Eine höhere Taktfrequenz bedeutet generell schnellere Berechnung, aber das Verhältnis ist nicht linear. Ein 3-GHz-Prozessor läuft nicht dreimal so schnell wie ein 1-GHz-Prozessor, da Befehlskomplexität, Speicherlatenzen und Pipeline-Tiefe alle die reale Leistung beeinflussen. Eine Verdoppelung der Taktfrequenz erhöht den Stromverbrauch überproportional und erzeugt Wärme, die abgeführt werden muss. Thermische Grenzen bestimmen oft die maximale praktische Taktfrequenz für ein bestimmtes Chip-Design und Kühlsystem.

Die Taktfrequenz variiert je nach Anwendung und Einschränkung. Mikrocontroller in Industriesensoren können mit 8 MHz oder 16 MHz laufen, um den Stromverbrauch zu minimieren. Desktop-CPUs arbeiten typischerweise zwischen 2,0 und 5,0 GHz. Spezialisierte Schaltungen wie ASICs zur Signalverarbeitung können höhere Frequenzen erreichen. Im Gegensatz dazu senken Low-Power-Systeme die Taktfrequenz bewusst durch Frequency Scaling, um die Akkulaufzeit zu verlängern und akzeptieren eine langsamere Reaktion für niedrigere Stromaufnahme.

Übertakten und Stabilität

Das Überschreiten der zulässigen Taktfrequenz eines Chips wird Übertakten genannt. Das Drücken über die Designgrenzen führt zu Timingverletzungen: Signale stabilisieren sich nicht vor dem nächsten Taktimpuls, wodurch Datenverfälschung entsteht. Die Spannung muss erhöht werden, um eine höhere Taktfrequenz zu erreichen, was die Wärme exponentiell steigert. Industrie- und sicherheitskritische Ausrüstung wird nie übertaktet; die Praxis ist auf Gaming und experimentelle Computertechnik beschränkt, wo Ausfälle tolerierbar sind.
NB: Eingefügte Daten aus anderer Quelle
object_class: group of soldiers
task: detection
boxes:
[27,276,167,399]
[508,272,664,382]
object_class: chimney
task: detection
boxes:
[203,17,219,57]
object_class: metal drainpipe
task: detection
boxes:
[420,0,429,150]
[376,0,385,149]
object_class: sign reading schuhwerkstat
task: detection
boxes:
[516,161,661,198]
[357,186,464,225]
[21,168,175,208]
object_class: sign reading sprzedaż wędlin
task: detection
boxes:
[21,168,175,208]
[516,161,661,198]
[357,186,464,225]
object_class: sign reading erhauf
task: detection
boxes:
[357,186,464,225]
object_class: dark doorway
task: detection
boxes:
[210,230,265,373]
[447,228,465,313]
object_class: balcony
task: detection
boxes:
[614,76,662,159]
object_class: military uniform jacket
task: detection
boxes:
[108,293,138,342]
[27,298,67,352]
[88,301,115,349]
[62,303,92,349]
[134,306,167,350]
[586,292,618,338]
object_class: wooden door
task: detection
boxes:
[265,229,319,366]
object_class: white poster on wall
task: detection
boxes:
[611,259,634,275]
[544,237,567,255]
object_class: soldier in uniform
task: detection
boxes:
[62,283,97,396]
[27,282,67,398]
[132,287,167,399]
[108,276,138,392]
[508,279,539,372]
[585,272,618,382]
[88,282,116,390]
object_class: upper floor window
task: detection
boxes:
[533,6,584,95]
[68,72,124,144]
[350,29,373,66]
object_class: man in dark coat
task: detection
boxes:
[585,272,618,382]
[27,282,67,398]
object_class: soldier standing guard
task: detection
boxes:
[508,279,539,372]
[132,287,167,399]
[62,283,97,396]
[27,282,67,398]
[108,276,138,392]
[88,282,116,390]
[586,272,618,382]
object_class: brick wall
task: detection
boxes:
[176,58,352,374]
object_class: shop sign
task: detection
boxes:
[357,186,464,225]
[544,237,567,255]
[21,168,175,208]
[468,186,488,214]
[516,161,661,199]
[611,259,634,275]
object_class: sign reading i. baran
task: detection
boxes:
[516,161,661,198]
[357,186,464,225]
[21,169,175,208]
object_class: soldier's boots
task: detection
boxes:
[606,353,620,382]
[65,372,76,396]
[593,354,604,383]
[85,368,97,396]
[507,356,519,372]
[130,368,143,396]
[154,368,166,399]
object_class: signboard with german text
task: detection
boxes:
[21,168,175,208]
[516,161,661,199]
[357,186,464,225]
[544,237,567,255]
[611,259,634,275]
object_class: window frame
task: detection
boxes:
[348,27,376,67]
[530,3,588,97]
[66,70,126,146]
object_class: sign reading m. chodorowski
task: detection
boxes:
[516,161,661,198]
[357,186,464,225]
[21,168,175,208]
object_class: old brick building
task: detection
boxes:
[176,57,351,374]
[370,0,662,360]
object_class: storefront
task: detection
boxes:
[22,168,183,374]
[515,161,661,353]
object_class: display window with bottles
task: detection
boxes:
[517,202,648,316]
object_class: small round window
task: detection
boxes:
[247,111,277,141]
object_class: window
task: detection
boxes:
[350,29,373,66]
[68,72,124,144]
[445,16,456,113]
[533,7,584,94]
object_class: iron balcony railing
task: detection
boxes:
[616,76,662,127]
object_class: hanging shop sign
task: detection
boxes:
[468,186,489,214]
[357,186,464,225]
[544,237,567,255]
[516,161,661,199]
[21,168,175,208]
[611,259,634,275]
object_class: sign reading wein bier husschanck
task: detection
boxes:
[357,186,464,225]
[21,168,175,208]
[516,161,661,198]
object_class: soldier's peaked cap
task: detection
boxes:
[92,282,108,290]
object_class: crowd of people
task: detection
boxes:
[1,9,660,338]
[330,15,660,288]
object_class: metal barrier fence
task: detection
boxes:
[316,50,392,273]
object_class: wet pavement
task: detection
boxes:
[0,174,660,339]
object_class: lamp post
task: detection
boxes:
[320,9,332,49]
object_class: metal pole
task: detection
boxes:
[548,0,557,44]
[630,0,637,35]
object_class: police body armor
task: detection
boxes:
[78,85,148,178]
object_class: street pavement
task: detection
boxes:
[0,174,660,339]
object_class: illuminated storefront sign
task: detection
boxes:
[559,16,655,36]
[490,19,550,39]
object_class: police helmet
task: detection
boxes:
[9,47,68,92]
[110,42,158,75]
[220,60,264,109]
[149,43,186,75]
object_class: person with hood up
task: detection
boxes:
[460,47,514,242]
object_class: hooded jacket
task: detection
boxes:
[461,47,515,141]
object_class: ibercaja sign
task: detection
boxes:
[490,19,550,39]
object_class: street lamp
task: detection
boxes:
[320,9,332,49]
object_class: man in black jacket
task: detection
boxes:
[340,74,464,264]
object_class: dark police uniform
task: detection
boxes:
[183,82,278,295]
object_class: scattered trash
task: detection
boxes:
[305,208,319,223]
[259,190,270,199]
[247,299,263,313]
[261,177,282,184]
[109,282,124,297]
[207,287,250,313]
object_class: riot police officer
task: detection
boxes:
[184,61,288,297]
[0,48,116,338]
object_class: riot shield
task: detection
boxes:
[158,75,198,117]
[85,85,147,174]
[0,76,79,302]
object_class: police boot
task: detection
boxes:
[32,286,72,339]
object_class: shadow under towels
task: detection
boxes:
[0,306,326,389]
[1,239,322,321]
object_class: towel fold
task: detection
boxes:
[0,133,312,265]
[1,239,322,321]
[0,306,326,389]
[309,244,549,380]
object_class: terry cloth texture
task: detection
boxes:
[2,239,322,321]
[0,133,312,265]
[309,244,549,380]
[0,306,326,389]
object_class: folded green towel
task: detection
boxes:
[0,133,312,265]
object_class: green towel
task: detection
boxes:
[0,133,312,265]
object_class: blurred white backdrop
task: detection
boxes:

Die Taktfrequenz wird separat von der Zykluszeit angegeben. Eine Zykluszeit von 10 ns entspricht einer Taktfrequenz von 100 MHz. Schnellere Takte erfordern kürzere Verzögerungszeiten durch die Logik und verlangen besseres Layout, überlegene Materialien und engere Fertigungstoleranzen. Deshalb kosten aktuelle Prozessoren mehr und verbrauchen mehr Strom als ältere Designs bei gleicher Frequenz: die zugrunde liegende Prozesstechnologie ist fortschrittlicher und teurer.